In 1946, she returned to Britain to meet her mother, who had spent the war in the United States, where her father had died in 1942 (as a member of the Communist Party, she was barred from entering the US). It was on this trip that she met the man who was to become her second husband, Peter Stadlen. They had known each other in Vienna before the war. He was a well-known concert pianist, who had been in Britain on a concert tour when Hitler had invaded Austria, and had later been interned in Australia as an "enemy alien", returning to Britain in 1941. The couple fell in love, and she decided, after much deliberation, to divorce Pieter.

Over the next 50 years, Hedi Stadlen devoted the energy she had brought to politics to supporting Peter in his career, first as a concert pianist, and then as a music critic and musicologist. Stadlen was a music critic for The Daily Telegraph for 26 years, the last 10 years as Chief Music Critic.

In those days all reviews had to be written immediately after the concert for the following day. For over 20 years, four or five evenings a week, Peter and Hedi Stadlen followed the same routine, with her typing to his dictation in the back of a car, by the light of a lamppost. He would then dictate the reviews from a nearby telephone box. They became experts on the topography and working order of the telephone boxes on the South Bank.

The Stadlens were a familiar, and popular, sight on the London and international music scene - at Bayreuth, Salzburg, Aldeburgh. Peter never attended a concert without Hedi. She began with little musical knowledge, and always claimed to be almost tone-deaf, but through formidable intelligence and application, she became highly expert in all aspects of music, helping to organise and contribute to his research.

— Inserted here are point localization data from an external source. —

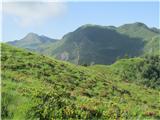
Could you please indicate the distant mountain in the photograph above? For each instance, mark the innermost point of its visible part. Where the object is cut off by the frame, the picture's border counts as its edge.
(33, 41)
(95, 44)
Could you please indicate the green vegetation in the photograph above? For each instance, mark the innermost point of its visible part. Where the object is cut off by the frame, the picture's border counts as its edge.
(38, 87)
(95, 44)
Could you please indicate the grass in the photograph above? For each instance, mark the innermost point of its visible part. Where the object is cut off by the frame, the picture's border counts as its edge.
(38, 87)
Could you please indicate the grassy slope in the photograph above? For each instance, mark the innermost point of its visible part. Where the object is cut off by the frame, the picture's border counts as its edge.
(32, 83)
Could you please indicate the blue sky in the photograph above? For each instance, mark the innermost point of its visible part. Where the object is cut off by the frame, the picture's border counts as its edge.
(57, 20)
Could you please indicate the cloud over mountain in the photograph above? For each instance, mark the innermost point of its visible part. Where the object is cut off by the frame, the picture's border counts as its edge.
(33, 12)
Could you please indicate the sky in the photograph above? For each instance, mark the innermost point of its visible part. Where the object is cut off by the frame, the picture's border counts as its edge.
(55, 19)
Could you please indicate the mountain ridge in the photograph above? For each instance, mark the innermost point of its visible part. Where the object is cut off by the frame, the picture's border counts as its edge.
(96, 44)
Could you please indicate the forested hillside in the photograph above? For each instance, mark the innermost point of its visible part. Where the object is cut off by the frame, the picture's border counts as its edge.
(39, 87)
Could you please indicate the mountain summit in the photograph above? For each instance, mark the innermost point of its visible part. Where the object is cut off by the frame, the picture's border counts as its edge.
(95, 44)
(32, 41)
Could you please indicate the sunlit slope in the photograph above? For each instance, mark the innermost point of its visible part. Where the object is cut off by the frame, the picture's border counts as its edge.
(38, 87)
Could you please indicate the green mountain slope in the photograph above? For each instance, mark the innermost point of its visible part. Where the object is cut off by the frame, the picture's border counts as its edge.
(138, 30)
(144, 71)
(92, 44)
(95, 44)
(153, 46)
(33, 41)
(38, 87)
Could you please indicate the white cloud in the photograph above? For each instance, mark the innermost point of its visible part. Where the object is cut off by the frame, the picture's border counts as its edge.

In 1967 they spent a year in Oxford, where he was a Visiting Fellow at All Souls: she was allowed to share his rooms, but not his meals in Hall. During that year, while researching an article on Beethoven and the metronome in East Germany, they discovered that the famous Beethoven "Conversation Books", recording the composer's sayings when he became deaf, contained forgeries. The details and proof of this landmark discovery had to be spirited out of the East Berlin library under the suspicious eyes of the director at the height of the Cold War. Nightly, they smuggled through Checkpoint Charlie photocopies of hundreds of pages of the notebooks, most of which were irrelevant decoys.

When Peter Stadlen died in 1996, Hedi said her real life was over, and the rest was just a coda. Yet she was not ready to give up. Economical with the truth about her age, she enrolled with Volunteer Reading Help at the New End School in Hampstead. There she taught a large number of individual children with reading difficulties. When she decided to retire in 2002, at the age of 86, the headmistress begged her to stay. In the last two years of her life, she was, from time to time, stopped on Hampstead High Street by muscular young men whose lives she had helped to turn around when they were small.

During this period she also collaborated with Annette Morreau on her 2002 biography of the cellist Emanuel Feuermann, by translating Feuermann's German correspondence.